If 6 was 9, or 100 was 64, or M was N

Question

         Now if a 6,
         Turned out to be 9,
         I don’ t mind,
         I don’ t mind   – Jimi Hendrix in If 6 was 9

Cool. Suppose a 100 turned out to be 64.

         I don’ t care,
         I don’ t care   – Jimi Hendrix in If 6 was 9

But, but Jimi, what if your computer program is bugged out and can’t tell if its bad self is coming (from octal) or going (to hex)?

          100₈    =  64₁₀
          100₁₀  =  64₁₆
          100₁₆  =  64₄₂

         Let it be,
         It ain’ t me   – Jimi Hendrix in If 6 was 9

You know, 100₈ stands for the digits 100 in base 8, equaling the familiar 64 (in base 10), which itself shows as 64₁₀.

         Dig    – Jimi Hendrix in If 6 was 9

So, that used 6 different digits — 0, 1, 2, 4, 6, 8 — a total of 26 times and bubbles down to...

         K  _W  =  L _X
         K _X   =  L _Y
         K _Y   =  L _Z
         ...where   K = 100,   L = 64,   W = 8,   X = 10,   Y = 16   and   Z = 42.

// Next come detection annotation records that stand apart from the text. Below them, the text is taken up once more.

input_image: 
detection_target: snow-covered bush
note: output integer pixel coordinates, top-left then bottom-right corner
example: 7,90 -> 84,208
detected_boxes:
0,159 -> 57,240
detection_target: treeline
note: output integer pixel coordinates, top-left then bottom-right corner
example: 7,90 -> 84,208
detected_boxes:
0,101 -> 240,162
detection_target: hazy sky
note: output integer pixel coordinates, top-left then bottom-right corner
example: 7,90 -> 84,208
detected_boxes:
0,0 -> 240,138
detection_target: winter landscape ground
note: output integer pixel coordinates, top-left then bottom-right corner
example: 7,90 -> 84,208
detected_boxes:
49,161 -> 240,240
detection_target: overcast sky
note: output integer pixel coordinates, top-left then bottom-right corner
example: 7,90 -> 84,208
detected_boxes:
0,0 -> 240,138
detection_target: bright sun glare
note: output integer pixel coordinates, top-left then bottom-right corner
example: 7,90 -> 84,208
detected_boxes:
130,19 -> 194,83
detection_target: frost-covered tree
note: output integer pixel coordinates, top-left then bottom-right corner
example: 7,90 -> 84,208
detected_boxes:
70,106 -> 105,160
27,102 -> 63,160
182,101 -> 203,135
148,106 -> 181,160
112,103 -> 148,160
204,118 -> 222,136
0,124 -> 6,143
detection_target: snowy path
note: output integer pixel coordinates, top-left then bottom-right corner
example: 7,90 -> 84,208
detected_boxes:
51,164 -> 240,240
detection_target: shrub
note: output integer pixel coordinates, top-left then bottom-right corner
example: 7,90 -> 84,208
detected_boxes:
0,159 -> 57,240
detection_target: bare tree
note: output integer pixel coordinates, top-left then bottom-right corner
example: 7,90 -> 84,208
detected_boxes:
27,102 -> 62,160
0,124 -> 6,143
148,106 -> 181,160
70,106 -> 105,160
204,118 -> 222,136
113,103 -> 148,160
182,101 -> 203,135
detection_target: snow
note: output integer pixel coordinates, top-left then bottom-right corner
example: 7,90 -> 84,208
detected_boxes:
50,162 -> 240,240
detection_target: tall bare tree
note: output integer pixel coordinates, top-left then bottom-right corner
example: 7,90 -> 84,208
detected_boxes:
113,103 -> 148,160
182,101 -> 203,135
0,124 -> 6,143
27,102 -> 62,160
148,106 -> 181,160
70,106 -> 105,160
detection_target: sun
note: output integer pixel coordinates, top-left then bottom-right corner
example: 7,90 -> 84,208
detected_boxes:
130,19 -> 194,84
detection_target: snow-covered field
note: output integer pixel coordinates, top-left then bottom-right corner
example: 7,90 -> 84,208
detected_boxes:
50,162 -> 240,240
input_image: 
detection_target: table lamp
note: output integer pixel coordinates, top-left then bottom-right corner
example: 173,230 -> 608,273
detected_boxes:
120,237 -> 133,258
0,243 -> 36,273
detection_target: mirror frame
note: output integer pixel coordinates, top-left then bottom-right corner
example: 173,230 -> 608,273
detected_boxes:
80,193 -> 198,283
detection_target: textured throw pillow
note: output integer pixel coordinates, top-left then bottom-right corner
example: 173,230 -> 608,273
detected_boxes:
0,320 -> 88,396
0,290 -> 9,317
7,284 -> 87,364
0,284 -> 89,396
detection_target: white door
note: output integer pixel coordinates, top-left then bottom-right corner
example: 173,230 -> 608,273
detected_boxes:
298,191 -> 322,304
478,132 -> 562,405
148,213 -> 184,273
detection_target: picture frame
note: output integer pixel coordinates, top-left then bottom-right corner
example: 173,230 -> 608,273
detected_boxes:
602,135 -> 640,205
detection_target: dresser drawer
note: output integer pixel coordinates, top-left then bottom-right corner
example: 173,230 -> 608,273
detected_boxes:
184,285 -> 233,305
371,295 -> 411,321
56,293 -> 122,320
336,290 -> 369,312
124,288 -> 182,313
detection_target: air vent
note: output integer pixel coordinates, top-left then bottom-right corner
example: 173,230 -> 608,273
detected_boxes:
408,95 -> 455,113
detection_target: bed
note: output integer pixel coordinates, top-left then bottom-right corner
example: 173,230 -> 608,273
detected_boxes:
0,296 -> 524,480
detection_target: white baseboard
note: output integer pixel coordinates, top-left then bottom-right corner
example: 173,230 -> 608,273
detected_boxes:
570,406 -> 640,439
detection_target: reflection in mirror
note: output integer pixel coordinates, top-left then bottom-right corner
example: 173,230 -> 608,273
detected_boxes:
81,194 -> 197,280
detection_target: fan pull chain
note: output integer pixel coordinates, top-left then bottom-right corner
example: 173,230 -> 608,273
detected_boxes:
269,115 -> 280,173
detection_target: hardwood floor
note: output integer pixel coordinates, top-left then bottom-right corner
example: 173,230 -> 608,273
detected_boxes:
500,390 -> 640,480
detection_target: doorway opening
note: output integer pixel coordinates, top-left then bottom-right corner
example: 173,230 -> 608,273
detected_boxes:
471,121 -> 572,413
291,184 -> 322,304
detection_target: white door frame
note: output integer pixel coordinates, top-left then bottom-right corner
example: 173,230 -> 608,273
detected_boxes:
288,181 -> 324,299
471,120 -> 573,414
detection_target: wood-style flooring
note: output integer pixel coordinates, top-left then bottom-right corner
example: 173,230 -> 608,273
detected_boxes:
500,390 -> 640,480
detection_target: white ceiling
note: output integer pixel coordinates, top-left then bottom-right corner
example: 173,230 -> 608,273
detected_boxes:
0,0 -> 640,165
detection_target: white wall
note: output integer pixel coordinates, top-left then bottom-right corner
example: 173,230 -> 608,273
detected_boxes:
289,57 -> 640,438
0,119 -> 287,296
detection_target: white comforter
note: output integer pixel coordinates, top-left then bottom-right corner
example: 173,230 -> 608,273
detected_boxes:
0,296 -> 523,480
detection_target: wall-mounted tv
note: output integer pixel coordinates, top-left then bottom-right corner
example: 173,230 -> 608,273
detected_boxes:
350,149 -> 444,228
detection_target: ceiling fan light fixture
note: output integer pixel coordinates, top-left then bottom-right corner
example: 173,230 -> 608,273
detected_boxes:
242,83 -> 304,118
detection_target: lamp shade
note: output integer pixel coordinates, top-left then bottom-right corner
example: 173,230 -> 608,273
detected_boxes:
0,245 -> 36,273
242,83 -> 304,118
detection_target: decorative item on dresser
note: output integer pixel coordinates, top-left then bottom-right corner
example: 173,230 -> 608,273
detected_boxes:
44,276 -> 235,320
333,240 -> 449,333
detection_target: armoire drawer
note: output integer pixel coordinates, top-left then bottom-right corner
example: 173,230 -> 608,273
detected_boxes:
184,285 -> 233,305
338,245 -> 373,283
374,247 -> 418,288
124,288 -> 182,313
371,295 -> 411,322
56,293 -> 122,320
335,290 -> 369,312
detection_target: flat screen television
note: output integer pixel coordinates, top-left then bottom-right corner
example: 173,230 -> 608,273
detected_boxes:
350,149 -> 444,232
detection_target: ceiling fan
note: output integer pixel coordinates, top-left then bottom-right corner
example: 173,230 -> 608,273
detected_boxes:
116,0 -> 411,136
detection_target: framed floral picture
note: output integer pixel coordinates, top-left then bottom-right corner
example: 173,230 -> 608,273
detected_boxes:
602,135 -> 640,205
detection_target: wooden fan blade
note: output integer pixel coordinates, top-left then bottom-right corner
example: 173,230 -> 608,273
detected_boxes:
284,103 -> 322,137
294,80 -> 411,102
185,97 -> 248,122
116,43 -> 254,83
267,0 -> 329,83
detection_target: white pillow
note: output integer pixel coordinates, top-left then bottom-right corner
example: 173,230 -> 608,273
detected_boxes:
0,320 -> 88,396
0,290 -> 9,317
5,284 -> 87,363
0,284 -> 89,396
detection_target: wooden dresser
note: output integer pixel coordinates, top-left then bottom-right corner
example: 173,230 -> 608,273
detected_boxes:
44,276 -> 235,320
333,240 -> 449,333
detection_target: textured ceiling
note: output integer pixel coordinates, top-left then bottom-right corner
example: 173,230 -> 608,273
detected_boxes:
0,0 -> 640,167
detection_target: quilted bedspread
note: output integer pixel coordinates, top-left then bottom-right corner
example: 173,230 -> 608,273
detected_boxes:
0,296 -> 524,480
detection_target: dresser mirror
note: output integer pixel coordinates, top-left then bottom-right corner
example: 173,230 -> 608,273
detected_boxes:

         I’ m gonna wave my freak flag high! – Jimi Hendrix in If 6 was 9

       Hold tight, hitch-hiker, check out where simpler ingredients can take you.

Just 4 different digits from 0 through 9, taken fewer than 43 times total, can really wig you out.

         M _P   =  N _Q     ( M > N   and   P < Q < R < S < T )
         M _Q  =  N _R
         M _R  =  N _S
         M _S   =  N _T

     Wild.   What M, N, P, Q, R, S and T could do that with the fewest digits total?

         Even a 43-digits-total solution or two would be worth posting.

         Wave on,
         Wave on . . .
         . . .’ Cause everybody knows what I’ m talking about
          – Jimi Hendrix in If 6 was 9_{(vocal track) dailymotion}

Answer 1

Well, I have a working set, it seems:

1011 (base 1) = 11 (base 2)
1011 (base 2) = 11 (base 10)
1011 (base 10) = 11 (base 1010)
1011 (base 1010) = 11 (base 1030302010)

using 4 digits (0,1,2 and 3) and the total number of times those numbers used is - 49 times (well, it was above the 43 limit...) and

assuming fractional bases are valid, here is another one:

22 (base 2.25) = 11 (base 5.5)
22 (base 5.5) = 11 (base 12)
22 (base 12) = 11 (base 25)
22 (base 25) = 11 (base 51 )

using 3 digits (1, 2 and 5) and the total number of times those numbers used is 33.

Here is another one:

111 (base 2) = 21 (base 3)
111 (base 3) = 21 (base 6)
111 (base 6) = 21 (base 21)
111 (base 21) = 21 (base 231)

using 4 digits (1, 2, 3 and 6) and the total number of times those numbers used is 32. Hope this satisfies @humn's requirements in all manners.

Answer 2

After being told I misread the question, again, and that 4 digits was a requirement, not a max, I'm modifying my solution as explained below. The new new solution with 73 digits is:

M = 203, N = 23 P, Q, R, S and T are all the square of the previous value. Something as simple as 10 has all its powers use the same 2 digits, and fit within the parameters, resulting in 4 total distinct digits. P = 10 = 1E1, Q=100=1E2, R=1E4, S=1E8, and T=1E16. That should yield 49 total zeros, and 8 ones, 8 twos and 8 threes, meaning 73 total digits.

Below was what I wrote when I thought that the solution was based on a max of 4 digits:

After being told I totally misread the problem, I have totally new solution. It uses 73 total digits (only 2 distinct digits). I think it's possible to narrow that down, but it probably involves something interesting with storing P-T in non-base 10, or using symbols that represent digits higher than 9.

M = 100, N = 10 P, Q, R, S and T are all the square of the previous value. Something as simple as 10 has all its powers use less then 4 digits, and fit within the parameters, P = 10 = 1E1, Q=100=1E2, R=1E4, S=1E8, and T=1E16. That should yield 57 total zeros, and 16 ones, meaning 73 total digits.

Answer 3

M = 121, N = 100, P = 10, Q = 11, R = 12, S = 13, T = 14

I know this solution uses 5 digits (a total of 40 digits), but that was a quick manual find.